Understandably perhaps, the US military was paranoid about security, letting us film almost nothing of Camp Delta. We were given a very narrow arc, about thirty degrees, within which we could point our camera and most of that was blocked by a corrugated-metal shipping container, part of the ongoing construction work to upgrade the camp into a more permanent structure. Al-Qaeda’s chief strategist, Dr Ayman Al-Zawahiri, had recently issued a statement saying it was the duty of Muslims to try to free their brothers from jail in Guantanamo Bay and the Americans were taking no chances: they had round-the-clock surveillance of the harbour with heavily armed patrol boats manned by the US Coast Guard. We were allowed no contact with the inmates, in fact we could not even see them, but we were allowed to interview some of the US military prison staff. One NCO let slip that there had been up to thirty attempted suicides amongst the prisoners and that made instant news. Another told us that some of the more hardcore prisoners had thrown their own faeces and urine at him when he entered their cells. Most interesting to me was the chaplain, an amiable, overweight Friar Tuck character who was sweating profusely in the Caribbean heat.
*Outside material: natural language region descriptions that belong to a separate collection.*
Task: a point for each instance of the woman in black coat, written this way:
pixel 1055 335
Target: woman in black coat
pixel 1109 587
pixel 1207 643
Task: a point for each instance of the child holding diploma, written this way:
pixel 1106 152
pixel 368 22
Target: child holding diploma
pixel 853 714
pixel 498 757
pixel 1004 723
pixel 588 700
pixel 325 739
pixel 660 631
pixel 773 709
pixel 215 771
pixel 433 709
‘Some of these guys thought I was the devil incarnate when they first met me,’ he told us, referring to the Afghan and Arab prisoners. ‘I mean, I w
as the first Christian they had ever met and they reckoned I had a long spiky tail or something. But after a while they found I wasn’t so bad and they began to open up a little. I do believe I have offered them some comfort in these difficult times.’ Overall, I found the attitude of the US military guards to be one of defensive defiance, a sort of ‘Hell, yeah, of course these guys are dangerous, why shouldn’t we lock ’em up?’ It did not seem to trouble anyone I met that incarcerating prisoners without trial or access to lawyers might be wrong or damaging to Muslim perceptions of the West. It had, of course, been only ten months since the 9/11 attacks on New York and Washington and America was still reeling from the loss of its invincibility, but I would say that the priorities at Guantanamo Bay in August 2002 were, in descending order:
1. interrogate the prisoners for information on impending Al-Qaeda attacks,
2. interrogate the prisoners for background information on how they had been recruited, where they had trained, who they knew and so on,
3. ensure none of them escaped to pose a danger to the USA,
4. at some time in the future – but no rush here – try the detainees before military tribunals in lieu of civilian courts.
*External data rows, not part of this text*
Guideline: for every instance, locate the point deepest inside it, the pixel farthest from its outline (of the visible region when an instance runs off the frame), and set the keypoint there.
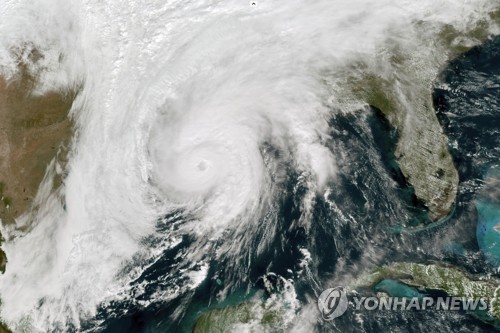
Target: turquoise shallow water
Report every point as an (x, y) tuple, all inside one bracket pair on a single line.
[(488, 237), (397, 289)]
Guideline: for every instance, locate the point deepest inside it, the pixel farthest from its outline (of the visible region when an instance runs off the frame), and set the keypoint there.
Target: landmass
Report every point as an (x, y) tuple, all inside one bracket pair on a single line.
[(35, 129)]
Other BBC correspondents have had better luck at Guantanamo Bay. One infuriated his escorts by managing to have a shouted conversation with some prisoners, while Gavin Hewitt timed his visit perfectly to coincide with the release of the British captives whose detention without trial had been a source of mild friction between Washington and London. Intelligence officers from both MI5 and MI6 had been going over to Guantanamo Bay to interview some of the detainees, just as they had done in Afghanistan in the months after 9/11. In most cases the British government did not believe that the British detainees posed a threat to UK security; there were other detainees around the world of far more intelligence value whose names were not coming up in association with Cuba, and these were the ones they were most interested in.